British lawmakers will hold an emergency debate on Wednesday over a phone-hacking scandal at a top-selling newspaper that has prompted calls for the resignation of a well-connected Rupert Murdoch executive and provoked a public outcry that could damage the paper's sales.

Revelations that the News of the World may have accessed the voicemail messages of crime victims -- including an abducted 13-year-old girl later found murdered -- have caused outrage in Britain and brought to a head a long-running saga previously thought to have targeted celebrities and other high-profile figures.

Three hours of parliamentary time has been cleared for the debate on Wednesday where some politicians have said they could call for a national boycott of the News of the World.

Automaker Ford has already said it would pull advertising from the News of the World (NoW) until it saw how it deals with the matter. Other companies said they were reviewing the situation.

News International, which publishes Murdoch's stable of British newspaper titles including The Times and The Sun, said new information had recently been provided to police.

Full and continuing cooperation has been provided to the police since the current investigation started in January 2011, it said in a statement.

Well understood arrangements are in place to ensure that any material of importance to which they are entitled is provided to them.

We cannot comment any further due to the ongoing investigations.

The BBC said the material passed to police related to a trail of emails appearing to show that payments were made to police in the past for information and that were authorized by former NoW editor, Andy Coulson, later David Cameron's head of communications.

Coulson resigned as News of the World editor in 2007 and has insisted he knew nothing about the phone hacking.

It is not the first time a News Corp paper has been linked to police payments. In 2003, Rebekah Brooks, then editor of The Sun, told a parliamentary committee that her paper paid police for information. News International later said this was not company practice.

QUESTIONS FOR PM

Broadcasters and newspapers rushed to publish new details of a saga that has forced the resignation of Coulson and has now come to the door of Brooks, now head of News Corp's British newspaper arm. She is a frequent guest at the country home of Prime Minister David Cameron.

The Daily Telegraph newspaper reported that News of the World journalists may have attempted to access voice messages left on phones as relatives waited for information about their loved ones in the aftermath of the London bombings in 2005, when British Islamists carried out suicide bombings on the transport network, killing 52 people.

The Independent newspaper said Brooks commissioned a search, on a personal matter, by one of the private investigators used by the News of the World to trace the family of the murdered schoolgirl, Milly Dowler.

The Guardian said police investigating the phone-hacking claims were turning their attention to high-profile cases involving the murder or abduction of children since 2001.

The parents of two murdered schoolgirls in another high-profile case dating back to Brooks' editorship of the News of the World have been visited by police investigating the phone-hacking affair.

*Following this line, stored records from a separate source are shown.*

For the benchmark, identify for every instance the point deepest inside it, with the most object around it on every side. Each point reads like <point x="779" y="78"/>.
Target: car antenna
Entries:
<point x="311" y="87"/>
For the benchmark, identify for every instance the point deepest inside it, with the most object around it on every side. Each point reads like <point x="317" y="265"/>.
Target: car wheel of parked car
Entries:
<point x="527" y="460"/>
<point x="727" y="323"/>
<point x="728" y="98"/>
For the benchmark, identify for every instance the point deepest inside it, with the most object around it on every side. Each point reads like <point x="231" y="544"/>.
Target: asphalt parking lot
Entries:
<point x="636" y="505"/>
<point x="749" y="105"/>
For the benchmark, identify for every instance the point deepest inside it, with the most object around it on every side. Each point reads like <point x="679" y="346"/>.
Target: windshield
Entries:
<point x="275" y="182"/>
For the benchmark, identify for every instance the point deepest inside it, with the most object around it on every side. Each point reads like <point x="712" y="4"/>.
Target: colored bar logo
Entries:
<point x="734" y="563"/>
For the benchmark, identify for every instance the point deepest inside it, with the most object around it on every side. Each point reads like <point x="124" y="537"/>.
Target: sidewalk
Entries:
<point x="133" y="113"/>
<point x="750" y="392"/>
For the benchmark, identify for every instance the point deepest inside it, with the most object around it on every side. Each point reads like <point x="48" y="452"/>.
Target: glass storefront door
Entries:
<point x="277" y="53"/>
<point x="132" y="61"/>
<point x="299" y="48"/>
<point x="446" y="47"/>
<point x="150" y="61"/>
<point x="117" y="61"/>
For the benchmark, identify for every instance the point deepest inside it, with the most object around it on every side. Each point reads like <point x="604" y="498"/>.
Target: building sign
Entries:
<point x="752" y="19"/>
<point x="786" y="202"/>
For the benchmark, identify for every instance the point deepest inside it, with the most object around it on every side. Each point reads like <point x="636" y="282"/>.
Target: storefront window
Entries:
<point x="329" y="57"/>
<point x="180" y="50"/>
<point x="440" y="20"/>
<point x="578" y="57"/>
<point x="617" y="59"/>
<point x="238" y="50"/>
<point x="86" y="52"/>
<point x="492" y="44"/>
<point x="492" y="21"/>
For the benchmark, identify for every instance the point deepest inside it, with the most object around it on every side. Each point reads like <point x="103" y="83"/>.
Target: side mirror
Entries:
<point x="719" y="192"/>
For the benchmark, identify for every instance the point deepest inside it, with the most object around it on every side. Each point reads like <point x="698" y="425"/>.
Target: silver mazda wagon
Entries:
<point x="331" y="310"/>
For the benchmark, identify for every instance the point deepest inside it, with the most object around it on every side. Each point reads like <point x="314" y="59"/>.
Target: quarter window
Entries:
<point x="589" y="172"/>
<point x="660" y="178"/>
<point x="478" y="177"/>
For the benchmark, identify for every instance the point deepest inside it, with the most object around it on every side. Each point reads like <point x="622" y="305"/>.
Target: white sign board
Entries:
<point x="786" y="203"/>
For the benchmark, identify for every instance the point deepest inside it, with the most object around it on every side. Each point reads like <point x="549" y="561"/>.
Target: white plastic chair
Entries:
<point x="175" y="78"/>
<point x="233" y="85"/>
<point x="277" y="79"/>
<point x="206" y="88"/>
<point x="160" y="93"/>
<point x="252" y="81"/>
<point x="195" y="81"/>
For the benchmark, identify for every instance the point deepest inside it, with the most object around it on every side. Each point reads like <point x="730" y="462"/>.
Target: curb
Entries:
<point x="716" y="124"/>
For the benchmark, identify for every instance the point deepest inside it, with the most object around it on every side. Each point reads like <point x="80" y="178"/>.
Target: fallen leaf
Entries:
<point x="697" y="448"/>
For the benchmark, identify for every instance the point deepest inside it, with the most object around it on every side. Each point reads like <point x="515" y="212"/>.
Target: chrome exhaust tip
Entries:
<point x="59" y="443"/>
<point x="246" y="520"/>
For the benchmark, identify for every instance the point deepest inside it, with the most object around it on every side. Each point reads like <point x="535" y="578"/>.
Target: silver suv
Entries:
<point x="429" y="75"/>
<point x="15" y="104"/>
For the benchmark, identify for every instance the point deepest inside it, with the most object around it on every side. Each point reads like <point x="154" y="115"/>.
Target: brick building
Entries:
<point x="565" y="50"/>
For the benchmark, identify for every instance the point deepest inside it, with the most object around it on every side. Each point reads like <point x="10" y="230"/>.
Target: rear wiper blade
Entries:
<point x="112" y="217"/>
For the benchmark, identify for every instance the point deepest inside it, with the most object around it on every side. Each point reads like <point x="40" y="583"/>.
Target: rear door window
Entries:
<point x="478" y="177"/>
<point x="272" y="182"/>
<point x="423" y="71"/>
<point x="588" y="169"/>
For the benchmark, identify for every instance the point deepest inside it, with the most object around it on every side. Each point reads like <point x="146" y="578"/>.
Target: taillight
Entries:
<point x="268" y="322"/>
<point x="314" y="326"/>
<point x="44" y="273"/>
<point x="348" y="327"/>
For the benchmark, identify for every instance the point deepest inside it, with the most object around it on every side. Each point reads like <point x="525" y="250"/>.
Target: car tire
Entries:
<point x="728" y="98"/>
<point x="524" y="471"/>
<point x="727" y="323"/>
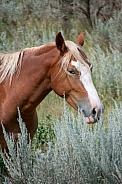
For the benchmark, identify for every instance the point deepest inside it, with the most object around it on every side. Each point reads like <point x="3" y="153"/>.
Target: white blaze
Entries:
<point x="86" y="80"/>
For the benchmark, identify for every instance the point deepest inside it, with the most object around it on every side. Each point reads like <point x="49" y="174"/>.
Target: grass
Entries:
<point x="80" y="153"/>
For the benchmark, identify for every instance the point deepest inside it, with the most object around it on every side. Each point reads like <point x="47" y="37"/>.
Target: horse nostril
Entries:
<point x="94" y="112"/>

Cameron is likely to face intense questioning over the issue at the weekly prime minister's questions session in parliament on Wednesday, particularly his friendship with Brooks and her successor Coulson.

Cameron said on Tuesday he was appalled by the allegations that in 2002 the murdered schoolgirl's voicemail messages had been listened to and deleted by a News of the World investigator, misleading police and her family.

Cameron's government is weighing approval of News Corp's takeover bid for British broadcaster BSkyB. The hacking revelations are unlikely to derail that deal since approvals are focused on whether the takeover will give Murdoch too much power over the British media. The government has said it does not believe it will.

Murdoch transformed the British press landscape in the 1980s during Margaret Thatcher's years as prime minister, bringing in new technology and confronting printers' and journalists' trade unions. He commands audiences with global leaders and, through his media, is seen as one of the world's most powerful men.

Brooks, who has worked for Murdoch for nearly half her life, was previously seen as untouchable because of her close relationship with the News Corp chairman and chief executive.

But popular pressure could prove her undoing if readers, who had largely shrugged off news that investigators accessed the phone messages of royals, footballers and celebrities to break stories, start to desert the Sunday paper.

Facebook and Twitter campaigns have sprung up in the wake of the latest allegation encouraging readers and advertisers to boycott the News of the World.

Sales of News Corp's Sun newspaper never recovered in the city of Liverpool after it offended football fans in the wake of a stadium disaster more than 20 years ago in which 96 people died.